Promotion de la femme
Car pour recevoir quelqu'un il y a des obstacles à éviter. Et en premier l'agitation. Jésus le fait remarquer à Marthe : « Tu t'inquiètes et tu t'agites pour bien des choses » Elle en fait trop, Marthe, dans son désir de bien recevoir. Avant de penser à recevoir, elle veut offrir. Les petits plats dans les grands ! Quelle agitation qui n'a rien d'indispensable. Par contre, ce qui est indispensable quand on reçoit, c'est l'accueil de la personne qui vient chez vous. Il a tant de choses à vous apporter. Marie l'a bien compris. Elle choisit la bonne part, la bonne place. Elle s'assied. « Se tenant assise aux pieds du Seigneur, elle écoutait sa parole. » L'attitude qui était celle des étudiants dans les écoles rabbiniques. Assis aux pieds du rabbin. Or, à l'époque, seuls les garçons pouvaient recevoir l'enseignement des maîtres. Et voilà que Jésus bouleverse les traditions. Je vous disais tout à l'heure que l'attitude de Marie est moderne, alors que celle de Marthe est traditionnelle. Voilà le début d'une promotion de la femme : apte aux études, apte à recevoir la parole du maître, pour, en suite, la transmettre.
Action et écoute
N'allez pas croire que je veuille en cela marquer une opposition entre deux attitudes, comme si celle de Marie était exemplaire et celle de Marthe était critiquée. Il n'y a pas opposition, mais seulement une distinction, une distinction utile. « Distinguer pour unir », selon le titre d'un livre de Jacques Maritain.

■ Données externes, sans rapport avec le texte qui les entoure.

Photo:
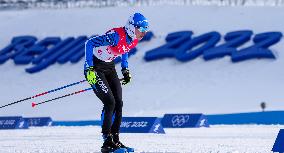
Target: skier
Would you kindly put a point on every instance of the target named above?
(99, 70)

Deux attitudes que chacun de nous exprime régulièrement. Le chrétien est un actif : nous le disions la semaine dernière; Au pharisien qui lui demande ce qu'il doit faire pour avoir la vie éternelle, Jésus répond en racontant l'histoire du Samaritain qui se fait le prochain de l'homme blessé, et il ajoute : « Toi aussi, fais de même. » L'essentiel, c'est d'être un chrétien actif sans être un agité ou un inquiet. Quant à l'écoute de la Parole, caractéristique de l'attitude de Marie assise aux pieds de Jésus, nous savons bien quelle est son importance, pour tout homme d'action. A nous de savoir, dans ce monde inquiet et agité qui est le nôtre, nous asseoir et prendre le temps de l'accueil et de l'écoute de la Parole. Elle est le Christ en personne.